Concept · Observability & Security

Observability Triad

01

Why this matters

3 AM. Your on-call phone rings. Something is broken. You have 15 minutes before users notice and executives notice after that. With good observability, you grep a log, check a metric, pull a trace, and see the problem in 5 minutes. Without it, you guess, restart things, and hope.

Observability is the set of practices that lets you ask arbitrary questions about your system's behavior without shipping new code. The three pillars — logs, metrics, traces — each answer different questions.

02

The three pillars

Logs

Discrete events with full detail

"User 42 tried to pay $50, got charged, got receipt." One record per interesting event. Rich context, arbitrary fields. Most expensive to store and query. Best for: post-incident forensics, ad-hoc investigation.

Metrics

Aggregated numbers over time

"Requests/sec = 4200" at each timestamp. Very cheap to store (pre-aggregated). Query fast even over weeks. No per-request detail. Best for: dashboards, alerts, SLO tracking.

Traces

End-to-end request flow across services

"Request X took 340ms. 280ms of that was waiting on service B, which waited 200ms on the DB." Connects causes across service boundaries. Best for: diagnosing cross-service latency and cascading failures.

03

The workflows — RED and USE

Two mnemonics for picking metrics.

RED (for services):

  • Rate — requests/sec
  • Error rate — % of failed requests
  • Duration — request latency (P50, P95, P99)

If every service exposes RED metrics, you have enough to answer "is the service healthy?" in seconds.

USE (for resources):

  • Utilization — % busy (CPU, memory, disk)
  • Saturation — queue depth, waiting time
  • Errors — error rate for that resource

If you're trying to understand "why is this host slow?", USE metrics are the starting point.

Exponential moving average for trending detection
class EMA:
    """Smoothed running average with geometric decay."""
    def __init__(self, alpha=0.1):
        self.alpha = alpha  # higher = faster response, noisier
        self.value = None

    def update(self, x):
        if self.value is None:
            self.value = x
        else:
            self.value = self.alpha * x + (1 - self.alpha) * self.value
        return self.value

# For trending: ratio = current_rate / EMA_rate.
# > 1.5x = spiking.  α=0.1 covers ~10 periods; pick for your window.
04

Structured logging

Stop writing log.info("user " + id + " did " + action). Start writing log.info({event:"action", user_id:id, action:action, latency_ms:42}). Structured logs = queryable logs.
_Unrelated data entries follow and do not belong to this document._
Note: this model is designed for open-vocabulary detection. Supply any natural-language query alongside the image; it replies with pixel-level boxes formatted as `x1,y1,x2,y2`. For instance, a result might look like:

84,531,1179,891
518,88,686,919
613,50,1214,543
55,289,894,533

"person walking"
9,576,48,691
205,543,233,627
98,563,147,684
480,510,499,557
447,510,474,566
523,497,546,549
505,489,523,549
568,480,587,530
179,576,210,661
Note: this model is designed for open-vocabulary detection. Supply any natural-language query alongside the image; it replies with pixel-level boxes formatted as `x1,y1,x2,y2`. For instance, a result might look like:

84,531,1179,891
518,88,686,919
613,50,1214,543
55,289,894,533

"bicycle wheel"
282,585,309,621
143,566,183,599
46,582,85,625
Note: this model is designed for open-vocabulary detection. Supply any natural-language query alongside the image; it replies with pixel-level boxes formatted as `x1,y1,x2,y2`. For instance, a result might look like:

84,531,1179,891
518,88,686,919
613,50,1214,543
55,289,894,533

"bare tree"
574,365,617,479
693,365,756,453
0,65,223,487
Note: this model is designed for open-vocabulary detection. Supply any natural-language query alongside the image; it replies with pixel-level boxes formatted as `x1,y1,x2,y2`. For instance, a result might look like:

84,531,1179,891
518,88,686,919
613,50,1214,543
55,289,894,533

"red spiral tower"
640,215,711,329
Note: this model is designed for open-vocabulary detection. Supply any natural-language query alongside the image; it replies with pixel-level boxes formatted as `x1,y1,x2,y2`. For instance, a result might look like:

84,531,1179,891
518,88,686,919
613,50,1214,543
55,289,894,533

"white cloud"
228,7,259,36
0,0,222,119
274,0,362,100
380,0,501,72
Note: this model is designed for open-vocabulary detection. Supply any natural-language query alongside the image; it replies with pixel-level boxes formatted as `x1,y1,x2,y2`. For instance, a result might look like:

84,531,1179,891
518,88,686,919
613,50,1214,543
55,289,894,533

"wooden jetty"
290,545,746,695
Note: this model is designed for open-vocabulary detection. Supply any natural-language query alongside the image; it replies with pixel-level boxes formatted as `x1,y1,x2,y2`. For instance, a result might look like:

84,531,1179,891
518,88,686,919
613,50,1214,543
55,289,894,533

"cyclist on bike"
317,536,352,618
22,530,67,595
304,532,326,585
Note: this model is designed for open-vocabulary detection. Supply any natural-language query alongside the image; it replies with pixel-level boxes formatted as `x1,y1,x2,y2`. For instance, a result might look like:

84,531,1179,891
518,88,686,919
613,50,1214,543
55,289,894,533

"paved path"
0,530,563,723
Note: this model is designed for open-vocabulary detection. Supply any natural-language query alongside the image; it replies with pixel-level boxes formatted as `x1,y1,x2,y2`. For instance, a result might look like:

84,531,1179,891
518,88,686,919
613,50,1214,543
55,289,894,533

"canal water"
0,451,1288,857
You can filter for user_id=42 or latency_ms > 100 across millions of events.

Every modern log aggregator (Datadog, Honeycomb, Elasticsearch) indexes structured fields. Unstructured logs force grep and hope. Structured logs let you answer "show me all errors for this user across the last 2 hours" in seconds.

05

Deep dive — distributed tracing with OpenTelemetry

A user request touches 12 services. Which one took 200ms? The answer requires trace context propagation: every service call carries a trace ID + parent span ID in HTTP headers. Each service records its work as a span. Aggregated, you see a flame graph of the whole request.

Implementation via OpenTelemetry (OTel) — the standard replacing older projects (OpenTracing, OpenCensus):

  • Instrumentation libraries for each language auto-inject spans around HTTP calls, DB queries, message publishes.
  • Context propagation uses W3C Trace Context headers (traceparent). Headers flow through HTTP, gRPC, even message queues.
  • Sampling at 1% or 10% — you can't afford to store every trace. High-error or high-latency requests sampled at higher rates ("tail-based sampling").
  • Backends: Jaeger (OSS), Honeycomb, Lightstep, AWS X-Ray. All speak OTel.

The payoff: one-click navigation from a slow request → flame graph → exact DB query that took 180ms of the 200ms. No more guessing which service is guilty.

06

Real-world

Prometheus + Grafana

Metrics

Scrape-based metrics. Label-rich queries. Grafana dashboards. The open-source standard for metrics.

ELK / Loki

Logs

Elasticsearch + Logstash + Kibana: search and analyze. Loki (Grafana's alternative): cheaper, label-based indexing like Prometheus.

Jaeger / Tempo

Traces

OpenTelemetry-native. Handles billions of spans. Fast flame-graph UI.

Datadog / Honeycomb

Commercial unified platforms

All three pillars in one UI. Pricey at scale but one cohesive experience. Honeycomb specifically pioneered "wide events" — structured logs used as metric + trace source.

07

Used in problems

Distributed logging problem literally designs the log-ingest pipeline. Payment gateway uses all three for forensics during charge disputes. Rate limiter exposes metrics for limit decisions so you can tune without code changes.